Opublikowano: 2018-02-20
Dyfuzory zapachowe.
Walentynki mamy już za sobą, co jednak nie znaczy, że na spędzenie kolejnego romantycznego wieczoru trzeba czekać do następnego roku.

Wprost przeciwnie, możemy go sobie zorganizować dowolnego dnia! Dyfuzory zapachowe rozpieszczą zmysły orientalnymi aromatami, przysmaki pobudzą apetyt, a bliskość ukochanej osoby podkreśli wyjątkowość każdej chwili. I to wszystko w zaciszu własnego domu!

Odpowiedni czas

Powrót do domu po długich godzinach spędzonych w pracy niezbyt zachęca do romantycznych gestów. Wtedy najczęściej ma się ochotę wskoczyć pod prysznic, ubrać dresy i zanurzyć się w odcinkach serialu. Aby uniknąć sytuacji, w której któreś z was będzie wymęczone po zawodowych obowiązkach, zdecydujcie się na zorganizowanie nastrojowej kolacji w weekend lub inny dzień pozwalający wam obojgu na odprężenie.

Odrobina elegancji

Nie mówimy tutaj od razu o zakładaniu garnituru, smokingu, czy długiej sukni z gorsetem i trenem. Ale może masz w szafie sukienkę trzymaną na specjalną, bliżej nieokreśloną okazję? Może Twoja druga połówka nie ma nic przeciwko zamianie domowego dresu na koszulę i elegantsze spodnie? Dogadajcie się, jednak niczego sobie nie narzucajcie. Zdecydujcie się na kontrolowany luz, który obojgu będzie pasował.

Siła zapachów

Dyfuzory zapachowe są sprzedawane w formie eleganckich karafek i wkładanych do nich rattanowych patyczków. Te charakteryzują się budową podobną plastrom miodu, dzięki czemu włożone do naczynka nasączają się olejkiem i pod wpływem ciepła zaczynają odparowywać zapach.

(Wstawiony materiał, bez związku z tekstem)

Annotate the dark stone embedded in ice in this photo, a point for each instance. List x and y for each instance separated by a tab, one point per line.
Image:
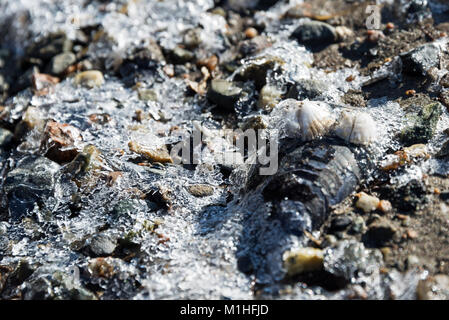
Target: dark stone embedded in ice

Zalety dyfuzorów zdecydowanie stawiają je ponad świeczkami. Wprawdzie wybierając je tracimy przyjemność z oglądania tańczących płomyków, ale w zamian dostajemy interesującą dekorację pokoju oraz zapach utrzymujący się nawet do kilku miesięcy. W przypadku dyfuzorów zapachowych odpada także martwienie się o zaprószenie ognia, kiedy romantyczna kolacja nabierze namiętnych obrotów. Z nimi możecie się całkiem zapomnieć w sypialni.

Smakołyki

Romantyczna kolacja wcale nie musi być kilkudaniowym posiłkiem poprzedzonym długimi przygotowaniami. Oryginalnym pomysłem jest podanie tapas, czyli różnych przystawek na ciepło lub zimno, do których idealnie pasuje czerwone wino. A może zjecie sam deser czekoladowy, bo kto wam zabroni?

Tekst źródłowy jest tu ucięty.